02 Feb How selling cushion covers as an MIT freshman taught me sales
I came to MIT to start a company. I chose the school for its unparalleled combination of intellectual rigor and real-world pragmatism. The first startup I got involved in, however, had nothing intellectual about it, nor was it solving any real problem. What this cushion cover startup did, though, was give me a phenomenal experience in sales, one of the most important skills an entrepreneur can have.
Like every ambitious freshman at MIT, I was intent on exploring as many different relevant activities as possible during my first year at MIT. One of these was the e-club, a somewhat underground (at least in 2006, when tech was not in vogue) community of entrepreneurially-minded MIT students with an enigmatic ringleader. All kinds of entrepreneurs and wannabe entrepreneurs would present ideas and the rest of us were meant to provide feedback.
During one of these meetings, an MIT Sloan student presented his company — an import/export play involving embroidered cushion covers. He intended to sell these intricate cushion covers from the Kutch region of India (which is in the news today) in the US and was looking for some sales help. I was captivated by the thought of selling high-quality physical goods from India, a country with which I was intimately familiar, of course. I approached him after the meeting and volunteered to help him. I just wanted to roll up my sleeves and get involved in something real, and this guy seemed to have real product.
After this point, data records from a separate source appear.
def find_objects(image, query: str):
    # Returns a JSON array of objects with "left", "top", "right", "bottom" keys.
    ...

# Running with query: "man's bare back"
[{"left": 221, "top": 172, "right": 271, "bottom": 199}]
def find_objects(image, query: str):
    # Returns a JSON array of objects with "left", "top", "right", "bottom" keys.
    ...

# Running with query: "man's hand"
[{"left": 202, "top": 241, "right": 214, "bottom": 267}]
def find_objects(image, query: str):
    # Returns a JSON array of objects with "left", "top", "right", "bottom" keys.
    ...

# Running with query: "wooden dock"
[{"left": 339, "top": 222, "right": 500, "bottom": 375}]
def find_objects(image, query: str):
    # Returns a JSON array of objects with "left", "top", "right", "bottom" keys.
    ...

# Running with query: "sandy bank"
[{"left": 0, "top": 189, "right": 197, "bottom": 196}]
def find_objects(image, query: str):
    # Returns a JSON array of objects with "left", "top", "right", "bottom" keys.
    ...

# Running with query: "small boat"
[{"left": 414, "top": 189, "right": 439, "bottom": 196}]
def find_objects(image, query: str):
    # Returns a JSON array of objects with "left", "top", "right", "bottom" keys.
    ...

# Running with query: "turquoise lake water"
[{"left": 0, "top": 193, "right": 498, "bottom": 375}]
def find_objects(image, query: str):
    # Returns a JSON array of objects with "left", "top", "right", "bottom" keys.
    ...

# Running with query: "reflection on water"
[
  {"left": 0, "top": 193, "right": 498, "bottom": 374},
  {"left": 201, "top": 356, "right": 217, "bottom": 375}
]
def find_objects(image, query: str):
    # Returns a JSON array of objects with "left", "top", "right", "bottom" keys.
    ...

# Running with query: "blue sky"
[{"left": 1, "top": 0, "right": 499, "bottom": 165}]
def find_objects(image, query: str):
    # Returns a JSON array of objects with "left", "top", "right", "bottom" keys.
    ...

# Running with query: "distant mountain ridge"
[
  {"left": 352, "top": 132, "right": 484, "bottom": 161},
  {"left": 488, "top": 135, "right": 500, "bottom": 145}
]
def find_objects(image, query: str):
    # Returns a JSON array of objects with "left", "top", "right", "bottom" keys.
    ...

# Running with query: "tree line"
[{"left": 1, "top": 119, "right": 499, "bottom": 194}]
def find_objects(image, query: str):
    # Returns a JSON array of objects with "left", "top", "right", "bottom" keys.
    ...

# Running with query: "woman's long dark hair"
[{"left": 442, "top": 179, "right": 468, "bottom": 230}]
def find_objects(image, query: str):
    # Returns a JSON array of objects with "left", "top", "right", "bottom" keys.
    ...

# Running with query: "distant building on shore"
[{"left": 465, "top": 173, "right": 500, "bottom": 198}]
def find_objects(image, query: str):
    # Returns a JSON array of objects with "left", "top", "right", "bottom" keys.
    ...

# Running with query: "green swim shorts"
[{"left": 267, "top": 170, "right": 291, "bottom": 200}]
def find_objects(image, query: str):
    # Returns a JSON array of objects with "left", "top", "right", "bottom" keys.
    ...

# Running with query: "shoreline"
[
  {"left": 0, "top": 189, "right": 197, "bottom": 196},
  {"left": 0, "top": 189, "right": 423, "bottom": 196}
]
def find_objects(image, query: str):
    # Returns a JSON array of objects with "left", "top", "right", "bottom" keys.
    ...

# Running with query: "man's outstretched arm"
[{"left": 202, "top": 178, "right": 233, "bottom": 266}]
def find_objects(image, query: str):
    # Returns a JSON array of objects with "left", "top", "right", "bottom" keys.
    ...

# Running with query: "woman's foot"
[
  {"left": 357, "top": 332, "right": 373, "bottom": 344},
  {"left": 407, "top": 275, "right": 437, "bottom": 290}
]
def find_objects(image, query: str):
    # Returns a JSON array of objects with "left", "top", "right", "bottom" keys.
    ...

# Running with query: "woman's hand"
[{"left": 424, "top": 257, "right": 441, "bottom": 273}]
I soon realized a real product was essentially all he had — he had no real sales strategy or team. Since he was a full-time MBA student, we agreed my primary responsibility would be to shortlist several local stores that could carry the cushion covers, then go convince them to stock our product. My dorm room quickly became the warehouse, with roughly 200 cushion covers stacked neatly in one corner, much to the bemusement of my roommate.
When I was able to carve out 90 minutes between classes (half of which I must admit I skipped), I would grab a stack of cushion covers and make my way down Massachusetts Avenue, toward Harvard Square’s boutiques or across the river, toward Boston’s Newbury Street. My goal was to maximize my time with the store owners. I got to know them, their personal stories, and their thoughts on the market. I realized that while our product looked great, it was priced significantly higher than the cushion covers the stores already carried, and which already came with relatively premium price tags.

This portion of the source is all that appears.